I wrote about pharmacy benefit managers (PBMs) extensively in the past. PBMs are the middlemen who manage pharmacy benefits for employee health plans, Medicare, Medicaid and insurance companies. The concept is simple: PBMs leverage buying power to extract discounts from drug makers. These discounts are (in theory) passed on to consumers and health plan clients. PBMs also create drug formularies and adjudicate drug claims. Drug plan managers are paid a management fee by the client (i.e. a health plan) or they retain drug maker rebates, or a combination of the two. My public policy research on PBMs centered around state Medicaid programs. Most state Medicaid programs pay far too much for drugs. For instance, states agree to pay pharmacies for the cost of the ingredients (i.e. the pills) and an extra dispensing fee for counting the pills, bottling them and handing them to the Medicaid enrollee. Whereas Walmart will sell a month’s supply of selected generic drugs for $4 in cash, many states pay dispensing fees of $10 or more plus additional amounts for the drugs themselves. Much of my prior work on PBMs was to advise state legislatures to let PBMs negotiate dispensing fees with pharmacies rather than fees set by the legislature. It makes little sense for that $4 Walmart prescription to cost state Medicaid programs three to four times what Walmart charges. It’s PBMs’ job to bring those costs down.
Just over a decade ago something began to change. Drug makers themselves began to raise the alarm that PBMs were driving up drug costs (not lowering them). The PBM industry has consolidated to the point that the three biggest PBMs now control 79% of the drug market. Two of the largest PBMs are controlled by health insurance companies, accounting for nearly half (46%) of drugs sold. After industry consolidation PBMs became less competitive, which is often the goal consolidation. Critics claim PBMs are no longer as concerned about providing their client companies with the lowest costs and instead began using their market power to enrich themselves.
PBMs have been in the hot seat lately. The U.S. House Oversight Committee began investigating PBMs several years ago. The Wall Street Journal reports:
The drug middlemen that promise to control costs have instead steered patients toward higher-priced medicines and affiliated pharmacies—steps that increase spending and reduce patient choice, a House investigation found.Among the evidence cited by the committee were emails from staff at Cigna Group’s Express Scripts discouraging discussion of using lower-priced alternatives to the arthritis drug Humira. At the time, Humira listed for around $90,000 a year, while at least one alternative drug was about half that price.
I’ve written about the way drug makers conspired with PBMs and threatened to withhold rebates if PBMs steered patients away from Humira to the new, lower-cost biosimilar generic versions.
Ahead of a hearing on PBMs on Capitol Hill, the PBM trade association released their own analysis claiming they greatly reduce the price patients pay for drugs. That is often true, but sizable drug maker rebates can bias PBMs to favor expensive drugs rather than cheaper generics.
Both Republicans and Democrats pressed the executives for answers about their business model. Rep. Jamie Raskin (D., Md.), the committee’s ranking member, asked why some patients find it cheaper to pay out-of-pocket for drugs than to use their insurance benefit managed by the PBMs.“Even if this system works for some patients, it’s clear that many served by your companies are falling through the cracks,” Raskin said.
In years past the drugs used by health plan enrollees was an expense to health insurers.
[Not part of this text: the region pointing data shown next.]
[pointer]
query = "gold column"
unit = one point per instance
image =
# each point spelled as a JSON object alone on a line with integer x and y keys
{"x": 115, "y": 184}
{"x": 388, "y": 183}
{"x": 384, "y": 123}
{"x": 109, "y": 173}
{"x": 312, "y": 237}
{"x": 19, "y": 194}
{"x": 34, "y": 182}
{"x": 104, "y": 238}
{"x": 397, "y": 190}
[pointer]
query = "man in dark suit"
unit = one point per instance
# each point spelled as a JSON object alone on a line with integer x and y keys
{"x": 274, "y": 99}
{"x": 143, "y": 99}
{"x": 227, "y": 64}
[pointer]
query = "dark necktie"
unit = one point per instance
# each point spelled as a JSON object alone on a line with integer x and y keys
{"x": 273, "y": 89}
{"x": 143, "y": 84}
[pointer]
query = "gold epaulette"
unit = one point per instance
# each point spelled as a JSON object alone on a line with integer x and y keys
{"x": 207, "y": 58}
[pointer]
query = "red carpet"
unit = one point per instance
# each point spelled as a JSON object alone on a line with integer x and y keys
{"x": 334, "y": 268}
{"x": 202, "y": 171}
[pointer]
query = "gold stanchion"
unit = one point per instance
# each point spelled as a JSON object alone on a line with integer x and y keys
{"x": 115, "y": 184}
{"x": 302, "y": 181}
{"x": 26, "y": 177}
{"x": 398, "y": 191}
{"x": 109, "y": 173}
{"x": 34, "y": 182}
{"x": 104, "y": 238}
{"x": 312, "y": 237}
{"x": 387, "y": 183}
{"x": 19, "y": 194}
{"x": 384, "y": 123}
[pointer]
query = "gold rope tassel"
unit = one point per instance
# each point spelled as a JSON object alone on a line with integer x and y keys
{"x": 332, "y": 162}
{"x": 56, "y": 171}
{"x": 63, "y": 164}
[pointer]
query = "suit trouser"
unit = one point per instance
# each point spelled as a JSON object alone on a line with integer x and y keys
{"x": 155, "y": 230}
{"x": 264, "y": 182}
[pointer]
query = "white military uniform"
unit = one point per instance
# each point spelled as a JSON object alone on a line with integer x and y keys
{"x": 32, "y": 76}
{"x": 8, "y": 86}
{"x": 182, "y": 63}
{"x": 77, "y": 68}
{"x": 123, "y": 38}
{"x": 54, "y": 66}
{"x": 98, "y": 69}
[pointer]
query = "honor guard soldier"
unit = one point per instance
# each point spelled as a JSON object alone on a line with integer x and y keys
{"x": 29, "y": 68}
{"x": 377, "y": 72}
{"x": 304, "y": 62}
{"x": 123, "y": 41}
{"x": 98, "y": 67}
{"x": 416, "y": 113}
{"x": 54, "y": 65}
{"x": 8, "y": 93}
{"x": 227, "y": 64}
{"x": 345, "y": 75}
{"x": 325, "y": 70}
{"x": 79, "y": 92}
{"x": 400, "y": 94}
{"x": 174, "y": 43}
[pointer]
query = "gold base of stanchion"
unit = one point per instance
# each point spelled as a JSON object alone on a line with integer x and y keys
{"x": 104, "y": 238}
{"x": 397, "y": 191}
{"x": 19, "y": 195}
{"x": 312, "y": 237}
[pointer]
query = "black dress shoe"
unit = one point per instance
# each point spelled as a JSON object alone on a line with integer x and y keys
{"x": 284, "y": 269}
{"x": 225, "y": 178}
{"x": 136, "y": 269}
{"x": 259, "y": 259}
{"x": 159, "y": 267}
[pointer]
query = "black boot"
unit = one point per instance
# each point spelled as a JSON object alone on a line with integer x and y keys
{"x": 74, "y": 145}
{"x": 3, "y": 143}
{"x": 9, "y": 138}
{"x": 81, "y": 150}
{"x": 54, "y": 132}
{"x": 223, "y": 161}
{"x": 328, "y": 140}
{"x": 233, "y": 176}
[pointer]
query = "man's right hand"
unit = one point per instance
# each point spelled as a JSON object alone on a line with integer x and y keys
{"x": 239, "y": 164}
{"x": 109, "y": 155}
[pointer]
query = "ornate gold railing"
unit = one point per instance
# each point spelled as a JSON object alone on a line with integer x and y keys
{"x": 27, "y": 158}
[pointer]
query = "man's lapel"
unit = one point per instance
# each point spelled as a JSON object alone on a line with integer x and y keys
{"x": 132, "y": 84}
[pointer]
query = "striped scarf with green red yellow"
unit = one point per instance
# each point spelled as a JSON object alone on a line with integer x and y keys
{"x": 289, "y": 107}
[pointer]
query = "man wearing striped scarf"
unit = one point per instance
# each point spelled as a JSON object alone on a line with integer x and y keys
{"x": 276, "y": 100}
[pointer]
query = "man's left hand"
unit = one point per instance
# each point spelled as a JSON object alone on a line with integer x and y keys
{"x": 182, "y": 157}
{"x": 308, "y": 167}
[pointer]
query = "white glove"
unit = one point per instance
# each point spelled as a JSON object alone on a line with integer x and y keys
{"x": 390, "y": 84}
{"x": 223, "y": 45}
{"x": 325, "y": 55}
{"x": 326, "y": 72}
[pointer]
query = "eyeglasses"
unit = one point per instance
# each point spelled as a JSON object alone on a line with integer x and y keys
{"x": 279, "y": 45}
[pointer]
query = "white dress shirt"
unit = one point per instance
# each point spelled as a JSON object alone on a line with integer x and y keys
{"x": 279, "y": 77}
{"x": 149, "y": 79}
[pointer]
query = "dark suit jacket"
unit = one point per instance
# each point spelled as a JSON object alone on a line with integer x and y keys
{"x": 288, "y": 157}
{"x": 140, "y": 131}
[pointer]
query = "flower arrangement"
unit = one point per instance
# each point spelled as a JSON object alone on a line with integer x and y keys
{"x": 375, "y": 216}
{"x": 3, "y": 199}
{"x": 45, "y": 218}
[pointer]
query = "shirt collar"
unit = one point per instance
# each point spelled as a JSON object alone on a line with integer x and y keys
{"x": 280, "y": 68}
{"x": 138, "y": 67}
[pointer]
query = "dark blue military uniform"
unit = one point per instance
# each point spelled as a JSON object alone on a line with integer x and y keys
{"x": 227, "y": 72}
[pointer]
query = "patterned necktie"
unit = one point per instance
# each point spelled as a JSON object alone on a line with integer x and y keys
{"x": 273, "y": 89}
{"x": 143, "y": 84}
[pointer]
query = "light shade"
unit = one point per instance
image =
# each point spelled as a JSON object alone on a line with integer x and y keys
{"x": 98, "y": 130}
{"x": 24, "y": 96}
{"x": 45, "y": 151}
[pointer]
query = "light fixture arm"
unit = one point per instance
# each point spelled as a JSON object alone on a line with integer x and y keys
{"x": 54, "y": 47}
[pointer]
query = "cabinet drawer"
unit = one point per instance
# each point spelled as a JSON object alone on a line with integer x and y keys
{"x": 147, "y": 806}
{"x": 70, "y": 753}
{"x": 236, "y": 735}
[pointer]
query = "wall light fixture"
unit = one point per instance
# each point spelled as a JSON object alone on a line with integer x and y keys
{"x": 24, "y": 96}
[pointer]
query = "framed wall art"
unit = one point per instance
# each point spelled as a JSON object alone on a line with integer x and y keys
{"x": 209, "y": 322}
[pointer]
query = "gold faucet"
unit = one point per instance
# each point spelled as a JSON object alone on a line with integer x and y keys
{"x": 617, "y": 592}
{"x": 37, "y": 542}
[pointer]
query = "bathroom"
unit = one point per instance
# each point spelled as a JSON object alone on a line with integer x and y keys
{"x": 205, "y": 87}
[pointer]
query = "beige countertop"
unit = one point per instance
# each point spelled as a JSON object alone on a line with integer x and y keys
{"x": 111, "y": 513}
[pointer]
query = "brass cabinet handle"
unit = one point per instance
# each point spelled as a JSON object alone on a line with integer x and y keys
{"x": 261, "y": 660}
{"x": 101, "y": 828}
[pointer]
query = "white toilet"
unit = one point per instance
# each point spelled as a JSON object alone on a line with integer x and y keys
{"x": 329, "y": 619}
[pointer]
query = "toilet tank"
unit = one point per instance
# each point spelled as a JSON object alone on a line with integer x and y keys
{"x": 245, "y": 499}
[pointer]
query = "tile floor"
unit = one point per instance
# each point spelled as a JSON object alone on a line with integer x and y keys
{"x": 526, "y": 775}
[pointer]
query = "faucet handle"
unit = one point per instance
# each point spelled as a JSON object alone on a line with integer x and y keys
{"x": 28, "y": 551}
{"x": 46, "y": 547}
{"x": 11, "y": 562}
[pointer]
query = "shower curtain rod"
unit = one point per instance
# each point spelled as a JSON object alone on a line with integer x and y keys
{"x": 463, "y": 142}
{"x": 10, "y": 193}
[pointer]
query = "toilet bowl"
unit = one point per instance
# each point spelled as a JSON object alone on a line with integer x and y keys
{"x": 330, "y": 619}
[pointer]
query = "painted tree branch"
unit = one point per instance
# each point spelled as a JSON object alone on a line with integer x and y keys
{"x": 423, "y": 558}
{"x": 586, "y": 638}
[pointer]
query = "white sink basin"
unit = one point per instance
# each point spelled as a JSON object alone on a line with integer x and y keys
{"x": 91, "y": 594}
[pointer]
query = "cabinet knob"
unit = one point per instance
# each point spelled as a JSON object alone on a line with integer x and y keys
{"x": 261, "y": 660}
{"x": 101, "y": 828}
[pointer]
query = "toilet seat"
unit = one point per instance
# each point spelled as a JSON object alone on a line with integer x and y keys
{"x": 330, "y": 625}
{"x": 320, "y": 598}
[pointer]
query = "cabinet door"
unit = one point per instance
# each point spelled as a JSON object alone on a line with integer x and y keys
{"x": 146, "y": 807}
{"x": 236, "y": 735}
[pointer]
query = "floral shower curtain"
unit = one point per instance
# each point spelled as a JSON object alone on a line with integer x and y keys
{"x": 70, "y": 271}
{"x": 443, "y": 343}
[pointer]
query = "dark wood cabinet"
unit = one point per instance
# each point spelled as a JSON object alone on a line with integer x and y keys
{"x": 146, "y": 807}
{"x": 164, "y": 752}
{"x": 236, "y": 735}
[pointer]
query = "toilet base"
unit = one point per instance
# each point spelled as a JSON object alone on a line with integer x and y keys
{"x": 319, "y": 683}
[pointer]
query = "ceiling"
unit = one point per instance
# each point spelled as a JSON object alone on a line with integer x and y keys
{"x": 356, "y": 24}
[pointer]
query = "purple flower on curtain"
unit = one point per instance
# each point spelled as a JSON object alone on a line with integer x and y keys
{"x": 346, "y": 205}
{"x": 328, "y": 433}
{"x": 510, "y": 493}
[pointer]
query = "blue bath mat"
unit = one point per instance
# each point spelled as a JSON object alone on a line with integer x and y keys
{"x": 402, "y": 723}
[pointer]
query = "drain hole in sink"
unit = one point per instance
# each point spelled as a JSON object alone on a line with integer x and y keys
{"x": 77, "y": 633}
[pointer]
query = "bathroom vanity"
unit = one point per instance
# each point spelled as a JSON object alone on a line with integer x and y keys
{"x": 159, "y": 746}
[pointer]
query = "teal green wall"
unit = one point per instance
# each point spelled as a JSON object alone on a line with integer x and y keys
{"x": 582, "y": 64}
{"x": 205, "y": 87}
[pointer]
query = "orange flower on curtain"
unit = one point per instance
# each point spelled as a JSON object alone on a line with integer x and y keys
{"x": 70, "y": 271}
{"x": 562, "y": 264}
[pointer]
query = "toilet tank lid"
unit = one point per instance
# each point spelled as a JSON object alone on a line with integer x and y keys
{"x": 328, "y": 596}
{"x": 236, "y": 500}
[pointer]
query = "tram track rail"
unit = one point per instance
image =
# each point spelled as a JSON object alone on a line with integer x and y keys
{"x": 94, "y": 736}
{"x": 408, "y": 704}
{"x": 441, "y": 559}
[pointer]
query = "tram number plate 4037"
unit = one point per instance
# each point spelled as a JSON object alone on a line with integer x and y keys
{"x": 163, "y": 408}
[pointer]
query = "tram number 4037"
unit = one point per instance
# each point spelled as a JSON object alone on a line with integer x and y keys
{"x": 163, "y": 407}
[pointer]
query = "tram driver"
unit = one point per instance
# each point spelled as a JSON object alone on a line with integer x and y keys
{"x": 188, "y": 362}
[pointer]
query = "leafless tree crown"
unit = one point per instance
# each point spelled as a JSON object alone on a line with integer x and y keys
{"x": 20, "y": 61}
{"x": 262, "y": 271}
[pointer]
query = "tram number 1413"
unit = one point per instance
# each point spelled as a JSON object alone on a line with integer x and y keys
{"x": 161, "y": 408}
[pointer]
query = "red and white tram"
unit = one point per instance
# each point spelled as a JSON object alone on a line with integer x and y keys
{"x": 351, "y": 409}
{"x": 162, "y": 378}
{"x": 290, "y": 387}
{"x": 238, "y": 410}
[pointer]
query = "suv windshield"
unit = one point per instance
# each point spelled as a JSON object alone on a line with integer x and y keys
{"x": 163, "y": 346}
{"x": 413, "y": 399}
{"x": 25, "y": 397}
Nowadays generic drugs are often sold to health plan enrollees at a profit. PBMs are also accused of steering patients to more expensive name brand drugs with higher rebates and higher cost sharing. The older generic drugs PBMs used to steer patients toward do not pay rebates.
Pharmacy benefit managers purchasing drugs and managing drug benefits is beneficial when done in a competitive market. However, the industry has been allowed to consolidate to the point that PBMs can now structure some business practices for their own benefit rather than for the benefit for clients. Furthermore, health insurers buying PBMs became a conflict of interest, where health plans began to profit off selling drugs to enrollees at inflated prices. One problem that industry experts have identified is consolidation. Another is the excessive drug maker rebates paid on the purchase of expensive, name brand drugs.